About 150 people were at the Palmerston North Convention Centre to see the options.

They included a viaduct through the gorge, two possible tunnels, a new straight road south of the gorge as well as an upgrade to the Saddle Road.

Check out an interactive map of the options here

A consortium has also approached the Transport Agency about raising the now buried Manawatu Gorge Road and putting a wall in to protect it.

In July, public meetings were heated with angry residents lashing out at the agency's representatives.

Last night an agency staffer tried to tie up the public meeting after outlining the 13 options and taking a few questions, but that was not accepted by the audience.

As a staffer declared 'last question,' local man Ian Flyger reprimanded him.

"Excuse me. I'd like to know - we have about 150 to 200 people here tonight. I think we've all got questions to ask. Why are we limited by you sir, to the last question?"

Ian Flyger

Ian Flyger Photo: RNZ / Jacob McSweeny

That prompted another resident to stand up and call out the agency.

"This is a public meeting - it was advertised as a public meeting and it's not to have a few people at the front and to shut it all down.

"We want the questions and the answers to be heard in public for transparency for the people affected."

He was widely applauded.

Mr Flyger said he wanted more from agency staff.

"It just appears to me they're coming up with an answer that we haven't got an alternative yet. The ongoing problems with the gorge over the years, a considerable number of years, has never really effectively been addressed.

"They're telling us now that they're looking at options but good god wouldn't experience tell us that there should be an alternative or a backup in the case of an emergency.

"We have an emergency now, we have communities on one side of the ranges and the other suffering dramatically and we're getting roads torn up by heavy traffic ... which is adding to the cost," he said.

"It's been very airy fairy"

Hugh Akers owns a farm alongside the Saddle Road.

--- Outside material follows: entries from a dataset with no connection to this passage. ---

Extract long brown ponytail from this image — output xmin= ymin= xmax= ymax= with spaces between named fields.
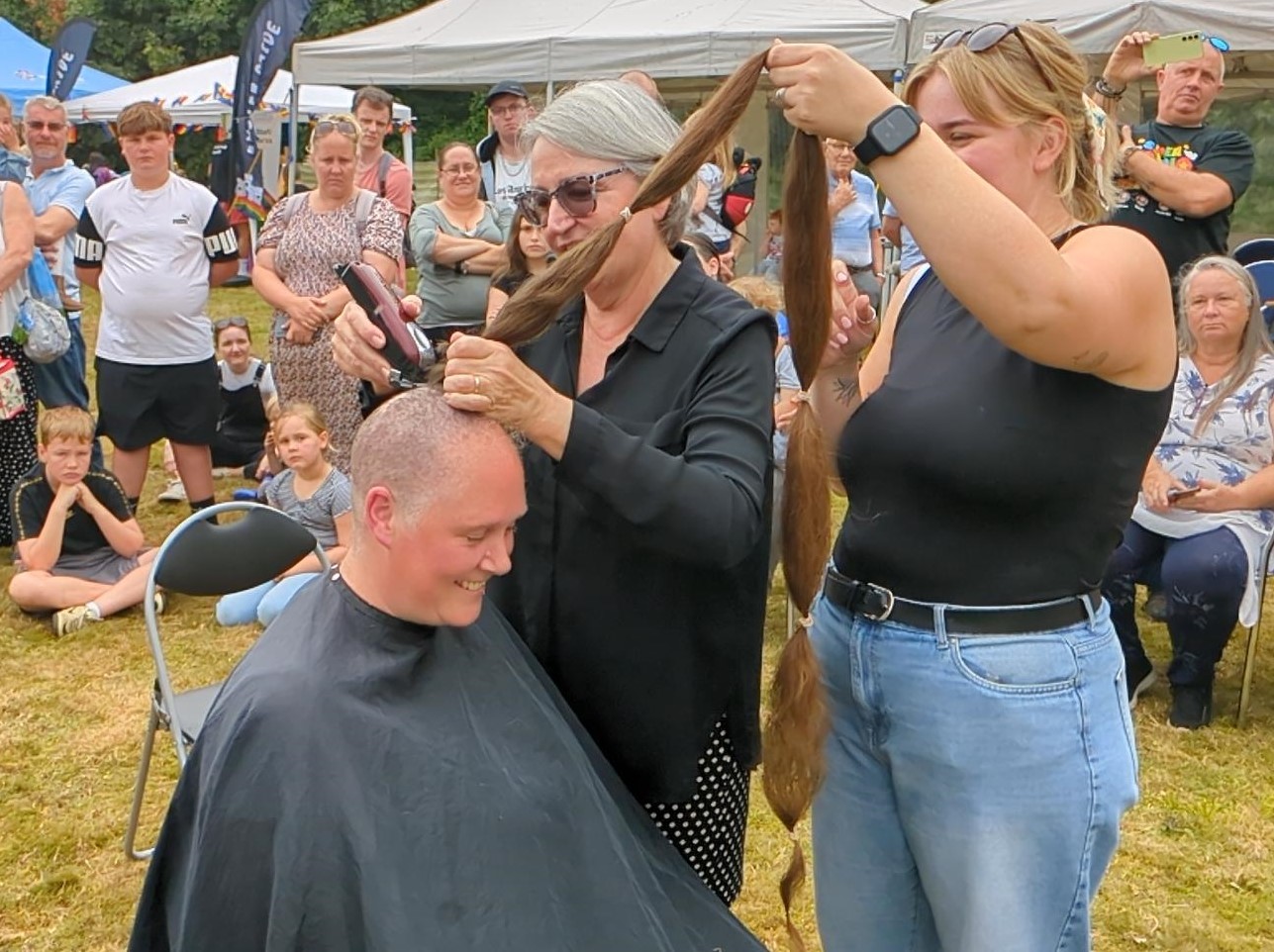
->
xmin=762 ymin=133 xmax=832 ymax=949
xmin=487 ymin=52 xmax=764 ymax=346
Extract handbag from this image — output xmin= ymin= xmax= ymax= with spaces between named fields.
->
xmin=13 ymin=251 xmax=71 ymax=363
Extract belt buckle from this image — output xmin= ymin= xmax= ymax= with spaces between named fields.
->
xmin=858 ymin=583 xmax=893 ymax=621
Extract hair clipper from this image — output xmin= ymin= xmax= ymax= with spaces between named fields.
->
xmin=337 ymin=261 xmax=439 ymax=387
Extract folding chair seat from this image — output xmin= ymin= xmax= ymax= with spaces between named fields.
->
xmin=124 ymin=501 xmax=329 ymax=859
xmin=1230 ymin=238 xmax=1274 ymax=265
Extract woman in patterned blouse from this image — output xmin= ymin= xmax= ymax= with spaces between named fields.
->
xmin=1102 ymin=255 xmax=1274 ymax=727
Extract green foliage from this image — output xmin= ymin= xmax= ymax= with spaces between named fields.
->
xmin=1208 ymin=99 xmax=1274 ymax=238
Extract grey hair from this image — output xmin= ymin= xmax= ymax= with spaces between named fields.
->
xmin=22 ymin=96 xmax=66 ymax=119
xmin=350 ymin=386 xmax=518 ymax=534
xmin=521 ymin=79 xmax=694 ymax=247
xmin=1177 ymin=255 xmax=1274 ymax=433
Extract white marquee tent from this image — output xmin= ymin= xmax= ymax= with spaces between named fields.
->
xmin=66 ymin=56 xmax=412 ymax=125
xmin=907 ymin=0 xmax=1274 ymax=96
xmin=292 ymin=0 xmax=923 ymax=87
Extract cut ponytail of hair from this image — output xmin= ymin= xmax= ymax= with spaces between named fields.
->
xmin=762 ymin=133 xmax=832 ymax=949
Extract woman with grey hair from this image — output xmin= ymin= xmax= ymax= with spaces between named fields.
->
xmin=338 ymin=80 xmax=774 ymax=903
xmin=1102 ymin=255 xmax=1274 ymax=727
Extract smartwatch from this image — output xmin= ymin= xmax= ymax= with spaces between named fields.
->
xmin=853 ymin=103 xmax=920 ymax=165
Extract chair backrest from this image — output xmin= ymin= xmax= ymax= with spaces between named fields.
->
xmin=152 ymin=501 xmax=316 ymax=595
xmin=1230 ymin=238 xmax=1274 ymax=265
xmin=144 ymin=501 xmax=329 ymax=765
xmin=1243 ymin=261 xmax=1274 ymax=305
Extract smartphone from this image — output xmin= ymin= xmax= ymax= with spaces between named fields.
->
xmin=1141 ymin=30 xmax=1203 ymax=66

He said he got a phone call last Friday asking if he would like to come to the meeting - but it was not until he was at the meeting he learned an upgrade option would run through his property.

Hugh Akers

Hugh Akers Photo: RNZ / Jacob McSweeny

"Well it's a bit disturbing really. We hadn't seen any sign of anybody looking around us ... through the property.

"All of a sudden we get this [phone call] to say ... 'you should come a long'. So we thought maybe we are being affected.

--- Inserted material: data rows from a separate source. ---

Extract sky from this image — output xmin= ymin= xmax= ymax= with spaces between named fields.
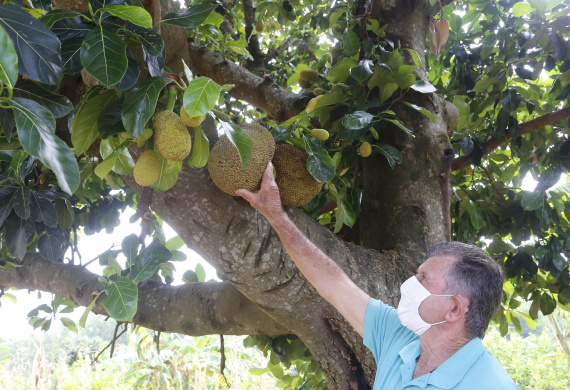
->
xmin=0 ymin=208 xmax=218 ymax=340
xmin=0 ymin=175 xmax=568 ymax=340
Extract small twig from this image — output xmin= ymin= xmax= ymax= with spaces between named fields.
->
xmin=137 ymin=187 xmax=154 ymax=248
xmin=220 ymin=334 xmax=231 ymax=387
xmin=91 ymin=322 xmax=127 ymax=365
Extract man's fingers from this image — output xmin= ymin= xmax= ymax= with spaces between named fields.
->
xmin=236 ymin=188 xmax=255 ymax=203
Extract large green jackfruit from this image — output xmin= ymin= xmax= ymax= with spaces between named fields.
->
xmin=154 ymin=110 xmax=192 ymax=161
xmin=273 ymin=144 xmax=323 ymax=207
xmin=133 ymin=150 xmax=160 ymax=187
xmin=208 ymin=123 xmax=275 ymax=196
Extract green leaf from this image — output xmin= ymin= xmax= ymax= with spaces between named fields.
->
xmin=81 ymin=25 xmax=128 ymax=87
xmin=14 ymin=79 xmax=73 ymax=118
xmin=350 ymin=60 xmax=374 ymax=83
xmin=97 ymin=5 xmax=152 ymax=28
xmin=131 ymin=241 xmax=172 ymax=282
xmin=38 ymin=9 xmax=81 ymax=28
xmin=372 ymin=144 xmax=403 ymax=169
xmin=540 ymin=293 xmax=556 ymax=316
xmin=0 ymin=25 xmax=18 ymax=89
xmin=0 ymin=4 xmax=62 ymax=85
xmin=121 ymin=77 xmax=172 ymax=138
xmin=194 ymin=263 xmax=206 ymax=282
xmin=183 ymin=77 xmax=222 ymax=117
xmin=38 ymin=227 xmax=67 ymax=263
xmin=55 ymin=198 xmax=75 ymax=229
xmin=71 ymin=91 xmax=116 ymax=155
xmin=467 ymin=200 xmax=485 ymax=230
xmin=220 ymin=121 xmax=253 ymax=168
xmin=10 ymin=98 xmax=79 ymax=195
xmin=305 ymin=138 xmax=336 ymax=182
xmin=521 ymin=191 xmax=545 ymax=211
xmin=378 ymin=83 xmax=398 ymax=103
xmin=125 ymin=23 xmax=164 ymax=58
xmin=60 ymin=317 xmax=77 ymax=333
xmin=30 ymin=191 xmax=57 ymax=228
xmin=410 ymin=80 xmax=437 ymax=93
xmin=342 ymin=111 xmax=374 ymax=130
xmin=326 ymin=58 xmax=358 ymax=83
xmin=103 ymin=276 xmax=139 ymax=322
xmin=402 ymin=102 xmax=436 ymax=123
xmin=79 ymin=290 xmax=104 ymax=328
xmin=160 ymin=4 xmax=218 ymax=28
xmin=121 ymin=234 xmax=139 ymax=264
xmin=188 ymin=126 xmax=210 ymax=168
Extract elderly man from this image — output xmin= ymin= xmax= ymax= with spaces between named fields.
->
xmin=236 ymin=163 xmax=518 ymax=390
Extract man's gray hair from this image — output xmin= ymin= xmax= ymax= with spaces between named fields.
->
xmin=428 ymin=241 xmax=505 ymax=338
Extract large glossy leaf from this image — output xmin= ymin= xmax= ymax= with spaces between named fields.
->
xmin=0 ymin=26 xmax=18 ymax=88
xmin=125 ymin=23 xmax=164 ymax=57
xmin=102 ymin=276 xmax=139 ymax=322
xmin=115 ymin=47 xmax=140 ymax=91
xmin=184 ymin=77 xmax=222 ymax=117
xmin=220 ymin=121 xmax=253 ymax=168
xmin=4 ymin=213 xmax=28 ymax=259
xmin=30 ymin=191 xmax=58 ymax=227
xmin=14 ymin=79 xmax=73 ymax=118
xmin=71 ymin=91 xmax=116 ymax=155
xmin=0 ymin=4 xmax=63 ymax=85
xmin=81 ymin=26 xmax=128 ymax=87
xmin=38 ymin=226 xmax=67 ymax=263
xmin=131 ymin=241 xmax=172 ymax=282
xmin=121 ymin=77 xmax=172 ymax=138
xmin=188 ymin=126 xmax=210 ymax=168
xmin=305 ymin=138 xmax=336 ymax=182
xmin=160 ymin=4 xmax=217 ymax=28
xmin=99 ymin=5 xmax=152 ymax=27
xmin=10 ymin=98 xmax=79 ymax=194
xmin=38 ymin=9 xmax=81 ymax=28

Stuart Bolton also farms on the Saddle Road and had two possible routes going through his land.

"They're quite keen on getting a new route. But where they're going to put it ... leaves us in limbo basically.

"What do you do with your farming? If you want to spend money on capital projects ... like re-grassing new paddocks and then ... what's the point because you're going to have a new motorway go through, so I'm sort of holding back a bit."

To get to the Saddle Road means going through the small town of Ashhurst.

People there have been calling for a bypass but the one proposed on Monday night came as a shock to Craig O'Leary.

Craig O'Leary

Craig O'Leary Photo: RNZ / Jacob McSweeny

"At the moment River Road is a dead-end shingle road," he said.

"But in nine months time it might be a temporary State Highway 3. Which means it'll go a hundred metres from our bedroom window."

Mr O'Leary said if the bypass did run by his house he would want NZTA to stump up for some mitigation factors such as double glazing or plants to block the noise.

He was worried the Transport Agency did not have to consult him about putting the bypass down his road because it would not be on his land.

"I'd like them to talk to us and I'm sure they will.

"If they don't talk to us and give us some sort of compensation well they'll probably be hearing a lot more from the O'Learys," he said.

"And I'll be talking to you guys [the media] a lot more because if that's the only thing I've got to fight with is the media well that's what I'll do."

The Transport Agency is to hold a similar meeting in Woodville at 6pm today and another in Ashhurst on Wednesday.

A decision on a replacement to the gorge road is to be made by December.